2024.06.19
あなたの沿線で「交通系ICカード」乗車が消える日|首都圏目線では気付かない「ガラパゴス化」
交通系ICカードに代わって、クレジットカードなどでのタッチ決済乗車が増えてきています(写真:キャプテンフック/PIXTA)
訪日観光客を想定していたクレカ決済乗車だが・・・
駅でSuicaを使って改札を通る際、小さな「窓」が設置されているのに気づくことが増えた。タッチ決済乗車用の読み取りリーダーだ。
タッチ決済乗車とは、タッチ決済による後払い乗車を指す。タッチ決済に対応するクレジットカード、デビットカード、プリペイドカードおよびカードを設定したスマホ等のモバイル端末を、読み取り機にタッチして乗車できるサービスだ。
対応ブランドはVisa、JCB、American Express、Diners Club、Discover、銀聯など。海外ではカードによるタッチ決済乗車は広がっており、最初は海外からの訪日観光客を想定して始まった。
SuicaやPASMOなど日本国内でしか使えない交通系ICカードは訪日観光客にとってなじみが薄く、紙のきっぷを買うため券売機に並ぶ際の混雑も問題だった。手持ちの国際ブランドのカードで乗車できれば、訪日客の利便性は高まる。そのため、タッチ決済乗車の導入当初は、首都圏では京急バス・西武バスの羽田空港ルート、大阪・関西空港につながる南海鉄道、沖縄エアポートシャトルなど、空港からの移動経路や観光地の公共バスでの採用が目立った。
片や、SuicaやPASMOの利用率が高い首都圏では、他人事のように感じたものだった。首都圏では複数鉄道の相互乗り入れや、JRと私鉄・地下鉄の乗り換えを1枚のICカードで済ませている。タッチ決済乗車ではそれに対応できないため、利便性で劣るからだ。
ところが、徐々に変化が起きている。東急電鉄は5月15日から、世田谷線を除く東急線全駅でタッチ決済乗車に対応した改札を設置、後払い乗車サービスの実証実験を開始した。他にも、東京メトロ、都営地下鉄、京浜急行電鉄、西武鉄道、ゆりかもめ、横浜市営地下鉄、江の島電鉄等で、タッチ決済乗車の実証実験の開始あるいは開始予定が続々と発表されている(一部駅のみの場合あり)。
首都圏だけではない。名阪では近畿日本鉄道、名古屋鉄道、阪急電鉄、阪神電車、大阪メトロ等での実証実験が開始予定だ(南海鉄道はすでに対応済み)。Visaによると、同ブランドのタッチ決済乗車は2023年12月現在で28都道府県55プロジェクトと急速に拡大しているという。
やがて来る、交通系ICカードが使えない日
カード会社側はタッチ決済乗車をアピールするためのポイント加算やキャッシュバックキャンペーンを打ち出した。JCBはタッチ決済対応マークのあるカードもしくはApple Pay対応のiPhoneなどで対象の公共交通機関を利用すると、利用合計金額の50%(上限500円相当)をキャッシュバックするキャンペーンを5月26日まで行った。
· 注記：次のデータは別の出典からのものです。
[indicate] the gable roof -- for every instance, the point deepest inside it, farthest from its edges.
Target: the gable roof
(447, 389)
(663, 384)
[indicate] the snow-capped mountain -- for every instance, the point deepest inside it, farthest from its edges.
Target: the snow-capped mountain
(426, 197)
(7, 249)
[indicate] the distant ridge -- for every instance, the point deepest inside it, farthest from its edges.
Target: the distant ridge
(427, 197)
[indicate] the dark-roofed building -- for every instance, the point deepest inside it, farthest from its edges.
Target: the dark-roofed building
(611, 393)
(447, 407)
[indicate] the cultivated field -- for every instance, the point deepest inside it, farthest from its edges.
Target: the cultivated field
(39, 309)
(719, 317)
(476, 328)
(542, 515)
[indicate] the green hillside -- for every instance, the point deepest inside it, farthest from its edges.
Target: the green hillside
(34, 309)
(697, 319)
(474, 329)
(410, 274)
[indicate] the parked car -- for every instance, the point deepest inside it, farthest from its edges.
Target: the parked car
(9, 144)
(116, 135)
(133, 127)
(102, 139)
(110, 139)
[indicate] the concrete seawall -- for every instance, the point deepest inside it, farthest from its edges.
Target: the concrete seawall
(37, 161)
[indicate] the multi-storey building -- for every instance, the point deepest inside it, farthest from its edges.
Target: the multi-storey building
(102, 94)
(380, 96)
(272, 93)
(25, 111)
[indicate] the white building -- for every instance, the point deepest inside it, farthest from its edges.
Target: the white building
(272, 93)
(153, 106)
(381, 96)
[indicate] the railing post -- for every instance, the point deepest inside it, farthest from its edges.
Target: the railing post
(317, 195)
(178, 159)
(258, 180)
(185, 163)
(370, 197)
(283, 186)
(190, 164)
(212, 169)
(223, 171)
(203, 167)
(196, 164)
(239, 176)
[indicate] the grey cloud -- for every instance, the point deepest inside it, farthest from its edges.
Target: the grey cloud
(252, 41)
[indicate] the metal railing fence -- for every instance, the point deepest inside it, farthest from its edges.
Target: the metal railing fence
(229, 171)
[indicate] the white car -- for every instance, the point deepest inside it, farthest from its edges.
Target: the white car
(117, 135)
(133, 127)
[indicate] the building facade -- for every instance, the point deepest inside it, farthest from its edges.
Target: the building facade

東急カードは「電車とバスで貯まるTOKYU POINT」に登録したTOKYU CARDでタッチ決済乗車をすれば、乗車ポイントが3%たまる。6月2日まではポイント2倍の6%還元で利用を促した。
今後、実証実験がスタートする首都圏私鉄・地下鉄でも、同様のキャンペーンが行われるだろう。カード発行会社にとってもメリットは大きい。
カードといえば高額なものを買うイメージがあるが、公共交通機関で日常的に利用してもらえるなら、積極的にタッチ決済乗車をアピールしたくなるというもの。乗車分の利用額がまるごとポイント還元対象になるかはカード会社ごとの判断になるだろうが、ポイ活好きの間で注目を集めそうだ。
とはいえ、首都圏の交通網は交通系ICカードががっちり押さえている。JRグループでタッチ決済乗車に対応しているのはJR九州のみ。勝ち目はあるのか、と首を傾げる声もあるだろうが、そこに衝撃的なニュースが飛び込んだ。
熊本県内で路線バスや鉄道を運行する5つの事業者が、全国交通系ICカードによる決済を年内にも停止し、クレジットカード等のタッチ決済を導入する方針を決めたという。理由は読み取り端末のコスト。現在多く使われている地場限定「くまモンのIC CARD」とタッチ決済に対応した機器に更新すると、現行端末を更新する費用に比べて約半分で済むとか。
便利なはずのものをあえてやめる、というのは、利用者にとって不便を強いるように思える。
しかし、どうもそうではないようだ。首都圏目線では全国交通系ICカードさえあればという意識になりがちだが、熊本県民の間での使用率は路線バスで24%、電車で18%の利用にとどまる。出張先で当たり前のようにSuicaを出して電車に乗ろうとしても乗れない日がやがて来てもおかしくない。
首都圏目線に欠けている、ある問題点
なぜ地方では交通機関への乗車にカードによるタッチ決済を選ぶのか。
キャッシュレス化を進めるなら交通系ICカードのほうが便利ではないかと、筆者もそう思っていた。その認識が一変したのが今年2月のこと。筆者は毎年、プロ野球キャンプを見るため沖縄を訪れている。沖縄本島内の移動はレンタカーが必須だが、キャンプ観戦のネックは駐車場の確保だ。早朝からすぐに満杯になり、球場に着いても車が駐められない駐車難民が大量に発生する。そこで、今年はいっそのこと車を諦め、タクシーとバスで移動することにした。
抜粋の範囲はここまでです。